Burns, who represents residents in Bosque and Johnson Counties, delivered a brief update on his first Texas legislative session and glimpses into the next when he spoke April 21 at the Burleson Area Chamber of Commerce.
"We foresee [more than] 80,000 new students coming to Texas that we'll need to educate," Burns said, "So we provided [$1.5 billion] for that."
The state added $840 million toward a border security plan that Burns says is "the strongest plan of any kind that has been passed by any state in the nation."
Additionally, Texas legislators ended $1.3 billion in diversions from the Texas highway fund, Burns said, "to make sure those funds go where they were intended."
Some pressing needs remain, he said, like providing for water while continuing to protect private property interests.

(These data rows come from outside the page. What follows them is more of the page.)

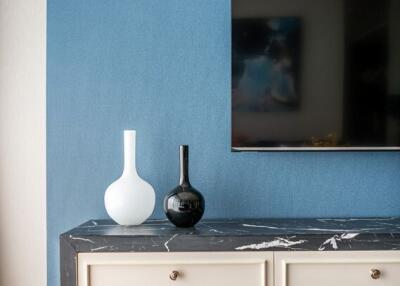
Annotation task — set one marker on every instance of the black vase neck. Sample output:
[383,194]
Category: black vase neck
[184,166]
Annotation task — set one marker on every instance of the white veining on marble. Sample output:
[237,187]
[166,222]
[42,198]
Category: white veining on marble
[81,239]
[215,230]
[313,228]
[260,226]
[333,241]
[100,248]
[168,241]
[277,242]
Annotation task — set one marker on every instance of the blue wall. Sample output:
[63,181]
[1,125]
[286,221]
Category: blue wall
[163,68]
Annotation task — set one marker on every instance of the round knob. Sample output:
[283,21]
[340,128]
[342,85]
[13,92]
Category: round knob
[375,273]
[174,275]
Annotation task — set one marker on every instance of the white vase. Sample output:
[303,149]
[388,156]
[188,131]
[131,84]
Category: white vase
[129,200]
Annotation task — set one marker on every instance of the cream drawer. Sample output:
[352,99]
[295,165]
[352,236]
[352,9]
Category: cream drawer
[333,268]
[192,269]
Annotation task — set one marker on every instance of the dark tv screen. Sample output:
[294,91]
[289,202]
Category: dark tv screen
[315,75]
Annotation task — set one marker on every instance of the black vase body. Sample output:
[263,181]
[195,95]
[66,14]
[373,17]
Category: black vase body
[184,205]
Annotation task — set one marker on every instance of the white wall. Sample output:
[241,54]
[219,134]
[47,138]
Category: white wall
[22,143]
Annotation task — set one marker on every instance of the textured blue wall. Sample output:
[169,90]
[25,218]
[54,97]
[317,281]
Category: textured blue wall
[163,68]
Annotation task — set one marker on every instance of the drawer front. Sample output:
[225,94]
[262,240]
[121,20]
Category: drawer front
[214,269]
[344,269]
[193,275]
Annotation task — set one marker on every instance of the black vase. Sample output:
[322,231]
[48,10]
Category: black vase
[184,205]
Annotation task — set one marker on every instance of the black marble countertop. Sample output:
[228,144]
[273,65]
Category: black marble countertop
[238,235]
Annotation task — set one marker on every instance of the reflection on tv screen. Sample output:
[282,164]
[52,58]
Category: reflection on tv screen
[315,74]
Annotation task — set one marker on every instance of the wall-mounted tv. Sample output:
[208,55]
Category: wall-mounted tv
[315,75]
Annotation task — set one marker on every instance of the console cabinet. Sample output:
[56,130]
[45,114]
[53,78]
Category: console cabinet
[345,268]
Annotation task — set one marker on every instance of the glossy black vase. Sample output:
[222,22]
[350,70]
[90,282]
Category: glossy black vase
[184,205]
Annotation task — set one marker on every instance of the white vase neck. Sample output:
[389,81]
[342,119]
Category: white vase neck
[129,153]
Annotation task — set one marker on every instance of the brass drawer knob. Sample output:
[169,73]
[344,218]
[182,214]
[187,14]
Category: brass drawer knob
[375,273]
[174,275]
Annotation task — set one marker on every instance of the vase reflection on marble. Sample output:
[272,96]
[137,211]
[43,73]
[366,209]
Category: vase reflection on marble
[184,205]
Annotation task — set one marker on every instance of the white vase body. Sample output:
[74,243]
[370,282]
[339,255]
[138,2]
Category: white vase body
[129,200]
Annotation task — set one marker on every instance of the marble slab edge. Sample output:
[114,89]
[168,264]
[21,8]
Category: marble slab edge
[188,243]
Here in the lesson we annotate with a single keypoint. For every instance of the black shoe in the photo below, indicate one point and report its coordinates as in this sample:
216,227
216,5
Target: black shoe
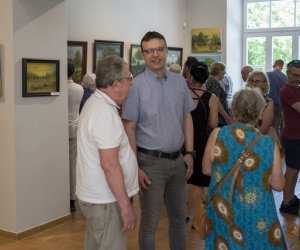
292,207
72,206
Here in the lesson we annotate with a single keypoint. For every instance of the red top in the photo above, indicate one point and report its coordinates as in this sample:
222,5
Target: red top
290,95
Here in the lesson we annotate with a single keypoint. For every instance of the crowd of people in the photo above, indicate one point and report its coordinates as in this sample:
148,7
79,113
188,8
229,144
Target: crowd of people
178,128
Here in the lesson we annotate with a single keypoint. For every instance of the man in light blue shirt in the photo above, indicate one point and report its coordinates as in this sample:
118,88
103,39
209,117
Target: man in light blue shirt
158,123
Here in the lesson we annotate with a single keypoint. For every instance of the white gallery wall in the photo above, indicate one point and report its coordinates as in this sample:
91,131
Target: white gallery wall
34,167
34,172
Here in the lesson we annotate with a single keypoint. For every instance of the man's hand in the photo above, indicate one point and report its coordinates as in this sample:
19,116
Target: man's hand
129,218
144,181
189,162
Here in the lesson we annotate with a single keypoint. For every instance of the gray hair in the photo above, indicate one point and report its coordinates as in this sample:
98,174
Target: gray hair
89,81
216,68
108,70
266,90
248,105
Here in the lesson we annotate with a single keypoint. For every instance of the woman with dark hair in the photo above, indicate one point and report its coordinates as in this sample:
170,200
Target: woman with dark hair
205,117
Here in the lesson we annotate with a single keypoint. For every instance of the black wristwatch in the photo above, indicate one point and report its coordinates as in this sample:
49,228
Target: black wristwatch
192,153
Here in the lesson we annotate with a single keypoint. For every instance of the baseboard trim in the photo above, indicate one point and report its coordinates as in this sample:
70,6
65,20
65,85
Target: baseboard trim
34,230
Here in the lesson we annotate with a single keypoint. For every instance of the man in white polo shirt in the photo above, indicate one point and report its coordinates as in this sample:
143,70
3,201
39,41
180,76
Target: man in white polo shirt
107,168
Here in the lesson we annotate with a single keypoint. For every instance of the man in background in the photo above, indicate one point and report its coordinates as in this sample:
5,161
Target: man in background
277,79
245,71
75,93
107,174
290,102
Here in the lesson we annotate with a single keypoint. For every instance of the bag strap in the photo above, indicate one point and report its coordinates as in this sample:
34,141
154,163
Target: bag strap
235,168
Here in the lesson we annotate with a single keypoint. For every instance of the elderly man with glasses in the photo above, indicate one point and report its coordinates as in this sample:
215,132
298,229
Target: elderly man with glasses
290,101
158,122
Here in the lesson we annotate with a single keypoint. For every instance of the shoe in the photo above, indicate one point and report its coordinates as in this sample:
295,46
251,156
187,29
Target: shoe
292,207
72,206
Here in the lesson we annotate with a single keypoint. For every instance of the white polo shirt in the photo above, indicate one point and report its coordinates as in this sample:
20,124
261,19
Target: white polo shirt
100,127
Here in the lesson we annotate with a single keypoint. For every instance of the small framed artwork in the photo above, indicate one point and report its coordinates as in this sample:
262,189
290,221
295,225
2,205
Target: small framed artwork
77,54
209,59
104,48
136,61
174,56
40,77
206,40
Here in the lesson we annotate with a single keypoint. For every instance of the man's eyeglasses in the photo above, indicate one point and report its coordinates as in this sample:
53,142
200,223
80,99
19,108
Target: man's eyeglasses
151,50
256,81
129,78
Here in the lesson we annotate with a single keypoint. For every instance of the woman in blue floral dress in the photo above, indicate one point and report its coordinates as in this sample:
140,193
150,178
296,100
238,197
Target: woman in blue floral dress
250,221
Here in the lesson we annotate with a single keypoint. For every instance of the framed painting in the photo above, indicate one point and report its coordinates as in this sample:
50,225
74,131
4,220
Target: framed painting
104,48
206,40
40,77
209,59
136,61
77,54
174,56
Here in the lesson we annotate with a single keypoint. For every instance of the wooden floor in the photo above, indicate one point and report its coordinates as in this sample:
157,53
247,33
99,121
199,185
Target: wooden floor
70,235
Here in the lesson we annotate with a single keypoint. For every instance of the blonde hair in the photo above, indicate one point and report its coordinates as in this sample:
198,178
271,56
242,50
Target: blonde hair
265,79
248,105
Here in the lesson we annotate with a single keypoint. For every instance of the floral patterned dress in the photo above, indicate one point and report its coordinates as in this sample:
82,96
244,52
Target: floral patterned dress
251,221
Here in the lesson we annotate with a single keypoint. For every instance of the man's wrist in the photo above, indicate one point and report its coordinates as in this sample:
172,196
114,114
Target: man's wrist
190,152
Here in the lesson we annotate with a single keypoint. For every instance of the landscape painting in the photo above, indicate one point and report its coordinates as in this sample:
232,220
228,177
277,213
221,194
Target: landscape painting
77,54
206,40
40,77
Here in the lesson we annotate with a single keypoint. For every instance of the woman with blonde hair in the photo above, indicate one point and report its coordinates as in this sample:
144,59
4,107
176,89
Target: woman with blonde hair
258,79
242,213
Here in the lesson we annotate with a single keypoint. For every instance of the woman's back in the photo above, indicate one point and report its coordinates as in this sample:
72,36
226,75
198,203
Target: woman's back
251,221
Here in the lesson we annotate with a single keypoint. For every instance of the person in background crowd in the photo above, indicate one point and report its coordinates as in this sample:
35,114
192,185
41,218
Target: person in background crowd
205,117
107,170
89,86
277,79
158,123
217,72
176,68
249,220
290,103
258,79
75,93
186,68
245,71
227,85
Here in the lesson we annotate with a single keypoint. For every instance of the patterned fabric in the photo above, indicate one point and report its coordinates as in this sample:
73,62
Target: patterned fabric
251,221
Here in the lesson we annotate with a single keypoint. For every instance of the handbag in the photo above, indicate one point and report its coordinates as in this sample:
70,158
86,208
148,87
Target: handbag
201,223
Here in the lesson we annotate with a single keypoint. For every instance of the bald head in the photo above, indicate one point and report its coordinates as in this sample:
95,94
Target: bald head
245,71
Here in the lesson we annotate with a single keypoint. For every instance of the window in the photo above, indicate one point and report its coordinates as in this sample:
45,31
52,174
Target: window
271,31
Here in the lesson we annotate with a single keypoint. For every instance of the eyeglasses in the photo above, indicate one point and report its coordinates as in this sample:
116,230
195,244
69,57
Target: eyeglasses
129,78
256,81
151,50
294,62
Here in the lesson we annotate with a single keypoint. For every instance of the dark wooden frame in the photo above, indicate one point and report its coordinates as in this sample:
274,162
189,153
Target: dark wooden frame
80,67
44,85
106,45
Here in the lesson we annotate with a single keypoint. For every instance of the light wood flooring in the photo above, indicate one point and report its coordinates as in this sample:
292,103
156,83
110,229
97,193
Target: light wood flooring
70,235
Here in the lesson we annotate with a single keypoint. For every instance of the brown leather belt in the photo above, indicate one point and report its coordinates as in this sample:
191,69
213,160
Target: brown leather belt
159,154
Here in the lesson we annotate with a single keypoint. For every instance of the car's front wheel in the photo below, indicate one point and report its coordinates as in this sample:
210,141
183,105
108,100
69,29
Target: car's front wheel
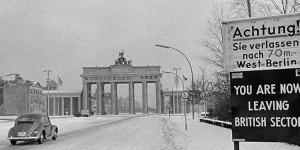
54,136
41,139
13,142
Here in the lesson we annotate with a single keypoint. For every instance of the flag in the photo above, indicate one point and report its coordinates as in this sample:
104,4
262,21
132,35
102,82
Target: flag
59,81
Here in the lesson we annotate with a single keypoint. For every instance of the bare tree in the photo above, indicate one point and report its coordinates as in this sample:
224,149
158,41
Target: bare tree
214,42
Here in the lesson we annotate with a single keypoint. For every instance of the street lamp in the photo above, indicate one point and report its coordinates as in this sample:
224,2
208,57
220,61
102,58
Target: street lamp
193,87
48,85
185,123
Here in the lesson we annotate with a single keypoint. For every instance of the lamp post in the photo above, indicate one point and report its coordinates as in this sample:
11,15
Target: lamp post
185,122
48,86
193,87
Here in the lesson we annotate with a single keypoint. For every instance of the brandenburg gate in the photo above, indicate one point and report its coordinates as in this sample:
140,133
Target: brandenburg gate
121,72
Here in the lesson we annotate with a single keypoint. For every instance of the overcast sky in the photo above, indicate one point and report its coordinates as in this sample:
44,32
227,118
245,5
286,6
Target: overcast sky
65,35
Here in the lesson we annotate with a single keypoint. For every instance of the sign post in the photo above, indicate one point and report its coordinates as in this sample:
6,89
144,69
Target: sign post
185,95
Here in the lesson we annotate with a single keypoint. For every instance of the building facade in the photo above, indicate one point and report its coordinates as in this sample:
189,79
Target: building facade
22,97
121,72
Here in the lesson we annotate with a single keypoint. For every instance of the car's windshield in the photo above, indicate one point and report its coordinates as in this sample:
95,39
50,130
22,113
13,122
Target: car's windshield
25,120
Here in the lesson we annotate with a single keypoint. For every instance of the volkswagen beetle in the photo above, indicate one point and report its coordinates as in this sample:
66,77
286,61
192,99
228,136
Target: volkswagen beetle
32,127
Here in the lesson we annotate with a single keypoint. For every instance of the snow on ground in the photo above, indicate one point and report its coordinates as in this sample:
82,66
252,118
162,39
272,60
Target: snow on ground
205,136
65,124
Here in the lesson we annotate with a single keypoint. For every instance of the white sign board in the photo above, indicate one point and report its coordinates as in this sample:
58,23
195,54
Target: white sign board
185,94
262,43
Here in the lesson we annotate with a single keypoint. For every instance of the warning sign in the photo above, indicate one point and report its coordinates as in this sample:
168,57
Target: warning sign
265,105
262,43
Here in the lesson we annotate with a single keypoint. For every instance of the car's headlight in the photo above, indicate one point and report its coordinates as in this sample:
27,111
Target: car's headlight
35,133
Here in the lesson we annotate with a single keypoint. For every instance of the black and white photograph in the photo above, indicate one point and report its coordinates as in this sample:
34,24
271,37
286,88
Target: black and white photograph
150,75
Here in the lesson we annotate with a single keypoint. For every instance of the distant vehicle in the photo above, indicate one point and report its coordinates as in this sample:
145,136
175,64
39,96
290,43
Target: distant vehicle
85,113
32,127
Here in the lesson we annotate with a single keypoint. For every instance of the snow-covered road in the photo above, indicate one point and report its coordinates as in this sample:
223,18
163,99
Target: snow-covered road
140,132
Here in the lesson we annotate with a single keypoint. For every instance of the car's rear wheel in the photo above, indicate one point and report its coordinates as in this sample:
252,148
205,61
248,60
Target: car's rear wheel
13,142
41,139
54,136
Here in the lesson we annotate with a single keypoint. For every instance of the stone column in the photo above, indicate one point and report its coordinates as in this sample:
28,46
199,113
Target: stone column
158,98
131,98
103,112
71,106
79,104
180,103
114,98
174,102
145,97
85,96
99,98
62,106
163,103
89,99
54,106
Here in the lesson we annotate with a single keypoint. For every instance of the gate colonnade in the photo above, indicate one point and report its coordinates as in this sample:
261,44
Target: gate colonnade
119,73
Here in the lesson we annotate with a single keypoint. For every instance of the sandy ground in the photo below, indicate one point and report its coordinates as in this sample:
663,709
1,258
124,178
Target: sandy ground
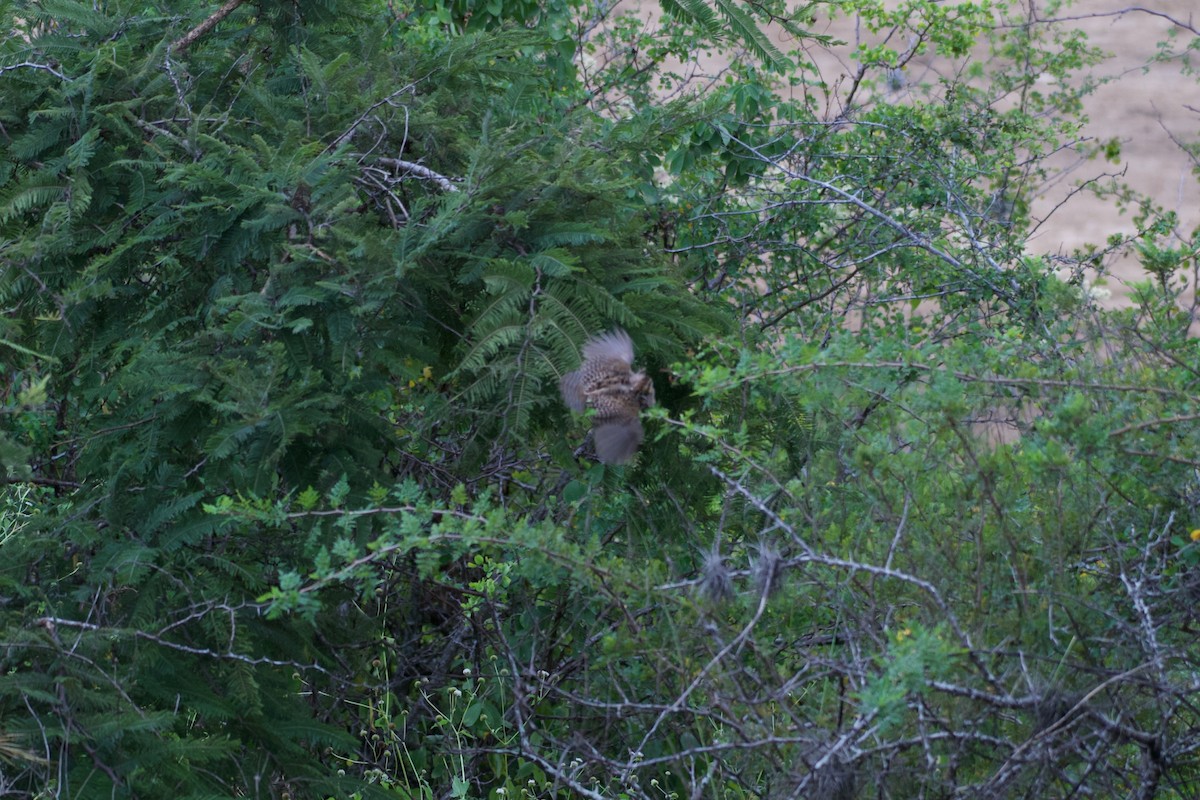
1143,104
1147,107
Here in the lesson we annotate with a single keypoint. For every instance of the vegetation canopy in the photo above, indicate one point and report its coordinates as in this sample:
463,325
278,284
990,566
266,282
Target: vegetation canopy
293,506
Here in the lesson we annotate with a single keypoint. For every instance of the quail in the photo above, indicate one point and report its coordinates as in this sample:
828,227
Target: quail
607,383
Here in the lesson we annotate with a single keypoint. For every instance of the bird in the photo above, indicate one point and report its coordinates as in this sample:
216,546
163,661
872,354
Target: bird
606,382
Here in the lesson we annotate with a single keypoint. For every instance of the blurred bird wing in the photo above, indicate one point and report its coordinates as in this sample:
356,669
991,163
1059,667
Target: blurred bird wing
617,440
613,344
571,385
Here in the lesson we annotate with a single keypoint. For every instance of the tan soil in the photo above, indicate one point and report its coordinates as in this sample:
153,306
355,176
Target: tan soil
1144,107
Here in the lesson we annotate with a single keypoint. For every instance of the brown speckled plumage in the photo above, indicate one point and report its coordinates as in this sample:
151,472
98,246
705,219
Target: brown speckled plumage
607,383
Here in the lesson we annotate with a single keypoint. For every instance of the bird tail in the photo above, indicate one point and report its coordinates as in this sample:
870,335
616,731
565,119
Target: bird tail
573,391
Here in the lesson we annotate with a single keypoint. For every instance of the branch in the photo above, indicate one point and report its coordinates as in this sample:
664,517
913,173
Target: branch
34,66
420,172
185,41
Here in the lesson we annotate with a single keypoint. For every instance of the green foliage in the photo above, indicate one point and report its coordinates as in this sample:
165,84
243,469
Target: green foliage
292,506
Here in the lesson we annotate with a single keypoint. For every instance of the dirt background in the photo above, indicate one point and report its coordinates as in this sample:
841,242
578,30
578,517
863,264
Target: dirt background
1143,104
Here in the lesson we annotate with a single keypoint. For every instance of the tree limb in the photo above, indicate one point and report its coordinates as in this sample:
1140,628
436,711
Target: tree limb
185,41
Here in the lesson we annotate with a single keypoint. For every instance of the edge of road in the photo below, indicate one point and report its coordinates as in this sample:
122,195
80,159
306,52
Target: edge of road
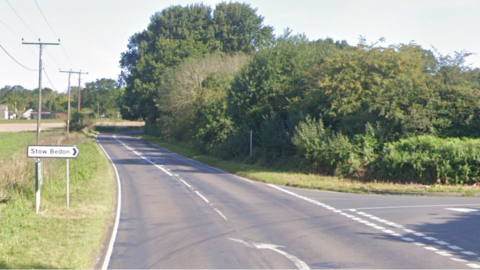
107,249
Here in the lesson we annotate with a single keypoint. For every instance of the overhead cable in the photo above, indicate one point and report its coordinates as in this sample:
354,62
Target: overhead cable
51,28
16,60
51,84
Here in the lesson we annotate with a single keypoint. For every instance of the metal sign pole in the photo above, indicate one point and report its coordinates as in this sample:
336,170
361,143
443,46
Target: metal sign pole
68,182
38,184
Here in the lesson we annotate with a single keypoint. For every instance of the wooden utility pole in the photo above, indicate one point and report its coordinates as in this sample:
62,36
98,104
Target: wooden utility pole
39,163
80,90
40,69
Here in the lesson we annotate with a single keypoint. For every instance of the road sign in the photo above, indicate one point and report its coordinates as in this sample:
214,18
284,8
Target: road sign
53,151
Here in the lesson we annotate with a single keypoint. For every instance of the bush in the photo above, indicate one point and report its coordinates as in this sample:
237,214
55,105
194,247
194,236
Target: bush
429,159
325,149
79,122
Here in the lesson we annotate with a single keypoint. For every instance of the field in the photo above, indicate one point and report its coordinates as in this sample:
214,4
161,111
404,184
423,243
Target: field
50,125
59,237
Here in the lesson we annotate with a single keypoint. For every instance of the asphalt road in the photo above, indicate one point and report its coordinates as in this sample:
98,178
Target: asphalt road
179,214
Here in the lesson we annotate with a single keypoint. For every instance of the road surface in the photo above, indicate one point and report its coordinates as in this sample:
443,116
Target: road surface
179,214
31,125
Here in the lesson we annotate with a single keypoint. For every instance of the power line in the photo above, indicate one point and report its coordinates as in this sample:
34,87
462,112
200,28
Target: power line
51,28
21,18
31,50
10,29
16,60
55,60
46,19
44,71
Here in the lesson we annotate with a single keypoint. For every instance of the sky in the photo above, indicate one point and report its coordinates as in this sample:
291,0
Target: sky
93,33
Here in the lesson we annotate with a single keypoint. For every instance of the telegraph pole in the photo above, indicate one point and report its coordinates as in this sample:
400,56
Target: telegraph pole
80,90
69,110
40,69
68,123
39,163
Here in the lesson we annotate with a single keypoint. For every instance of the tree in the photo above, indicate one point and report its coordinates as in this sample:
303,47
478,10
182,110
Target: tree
239,28
101,96
177,33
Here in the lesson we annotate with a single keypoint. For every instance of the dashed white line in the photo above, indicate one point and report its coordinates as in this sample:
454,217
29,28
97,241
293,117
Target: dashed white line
220,213
201,196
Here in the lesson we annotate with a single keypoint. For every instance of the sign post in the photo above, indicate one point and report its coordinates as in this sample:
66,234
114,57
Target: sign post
38,183
50,151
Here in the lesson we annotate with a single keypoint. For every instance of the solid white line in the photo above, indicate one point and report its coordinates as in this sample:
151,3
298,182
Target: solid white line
410,206
298,263
117,217
201,196
185,183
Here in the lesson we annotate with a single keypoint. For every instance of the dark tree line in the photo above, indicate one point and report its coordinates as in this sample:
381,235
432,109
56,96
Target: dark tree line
98,97
386,112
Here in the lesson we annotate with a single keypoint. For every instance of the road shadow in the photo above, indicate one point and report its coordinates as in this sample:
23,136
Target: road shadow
459,230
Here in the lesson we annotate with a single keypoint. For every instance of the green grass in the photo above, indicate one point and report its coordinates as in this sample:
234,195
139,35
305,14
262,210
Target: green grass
11,143
312,181
61,237
31,121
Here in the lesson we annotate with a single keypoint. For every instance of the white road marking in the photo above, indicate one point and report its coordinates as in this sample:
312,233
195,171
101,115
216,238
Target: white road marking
108,255
176,176
410,240
201,196
413,206
458,259
298,263
455,248
220,213
444,253
464,210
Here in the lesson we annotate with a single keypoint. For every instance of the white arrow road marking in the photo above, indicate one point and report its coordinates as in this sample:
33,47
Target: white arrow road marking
298,263
465,210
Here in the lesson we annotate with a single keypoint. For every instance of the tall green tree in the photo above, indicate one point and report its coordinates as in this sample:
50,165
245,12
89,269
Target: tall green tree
175,34
101,96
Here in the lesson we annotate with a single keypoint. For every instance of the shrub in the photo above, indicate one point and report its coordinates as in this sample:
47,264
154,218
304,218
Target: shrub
429,159
327,150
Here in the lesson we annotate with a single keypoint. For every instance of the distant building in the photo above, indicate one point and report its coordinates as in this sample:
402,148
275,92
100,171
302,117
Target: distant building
47,114
3,112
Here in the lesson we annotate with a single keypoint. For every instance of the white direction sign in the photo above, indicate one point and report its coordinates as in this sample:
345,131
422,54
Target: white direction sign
53,151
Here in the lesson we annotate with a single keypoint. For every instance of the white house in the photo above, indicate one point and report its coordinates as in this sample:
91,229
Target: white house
3,112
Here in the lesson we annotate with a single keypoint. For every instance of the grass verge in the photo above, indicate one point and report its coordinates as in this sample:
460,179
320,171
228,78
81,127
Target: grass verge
60,237
313,181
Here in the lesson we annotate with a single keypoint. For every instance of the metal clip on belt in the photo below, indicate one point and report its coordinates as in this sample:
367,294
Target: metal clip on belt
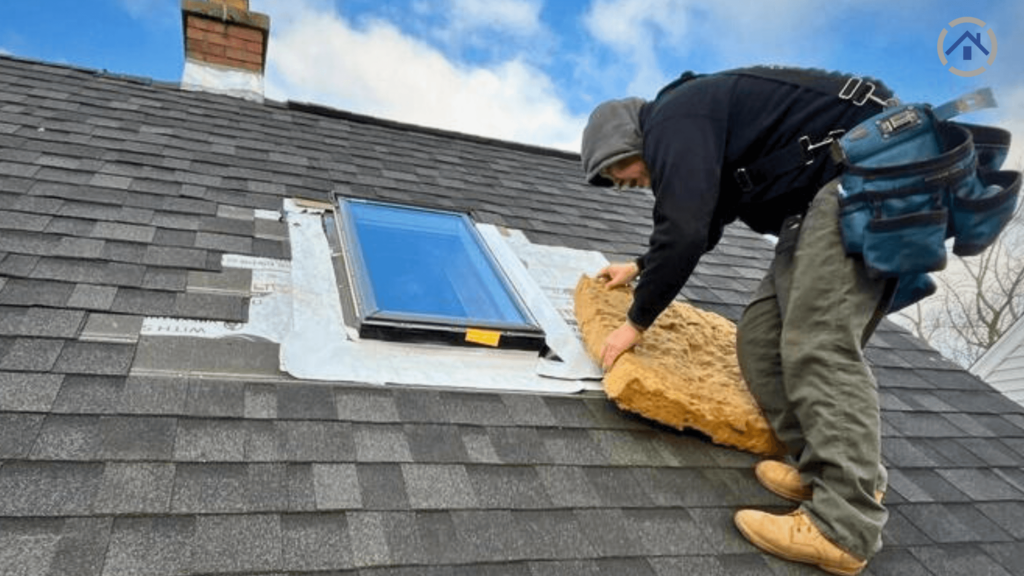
853,85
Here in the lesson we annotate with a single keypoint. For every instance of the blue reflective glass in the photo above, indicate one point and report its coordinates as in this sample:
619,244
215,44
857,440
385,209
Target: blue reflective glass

"What we're going to try and do is make sure we are meeting the needs of Texans where water is concerned. Right now, there's water everywhere," Burns said. "At the same time, we have to be sure we are protecting the private property rights of our landowners. Coming from an ag background, that's something near and dear to my heart."
Burns was recently elected to his second term in the Texas House, and is in the process of reviewing potential legislation his office might pursue in 2017.
"If there are problems we need to fix, if there's something we are doing wrong as a state, bring those to us now," Burns said. "If you wait until the session starts in January, it will almost be too late."
In a brief address to provide time for Texas Comptroller Glenn Hegar to address chamber members, Burns added just a few thoughts pertaining specifically to Burleson.
"What a great place to live and work. This community is growing and has grown exponentially. It is no accident," he said. "You have great leadership, but you have great schools. You have some innovative schools, giving students choices in public education."
That leads to a strong economy, Burns said.
"When big business has a chance to move or stay because they have outgrown their space, they are choosing to stay," he said. "That speaks volumes not only to the quality of life here, but the character of people."